The big difference comes when the storage system is much more capable than 2880 IOPS. New SSD based systems provide typically 60,000 IOPS and I have found that to be a game changer when trying to apply the same work practice as mentioned before ($O, read, process, write). In my test I took a 160GB global and wrote a simple process that starts at a random point from that global, spans forward with a $O run, advancing by about 200 records each 10 records read (to force a new seek out of the current block), reads the node at the current iterator and optionally writes the same data on it. My aim was to squeeze as much as IOPS I can get from the storage controller. I ran multiple jobs of that process experimenting with the numbers by changing the number of read and R/W processes.
The outcome was quite surprising.
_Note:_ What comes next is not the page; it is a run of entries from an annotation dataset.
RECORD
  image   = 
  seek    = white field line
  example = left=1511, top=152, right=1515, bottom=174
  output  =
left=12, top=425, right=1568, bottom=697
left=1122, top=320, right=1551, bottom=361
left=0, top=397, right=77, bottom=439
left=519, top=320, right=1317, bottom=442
At first I had some disappointing results and I couldn't see any resource used up its maximum - neither storage nor host. So I then increased the number of jobs and then had to face some challenges keeping the virtual machine responsive. I later discovered that the problem was a break of balance cause by the write daemon waking up for its delayed write which requires CPU while the machine's resources were almost exhausted after I kept increasing load to its maximum capacity.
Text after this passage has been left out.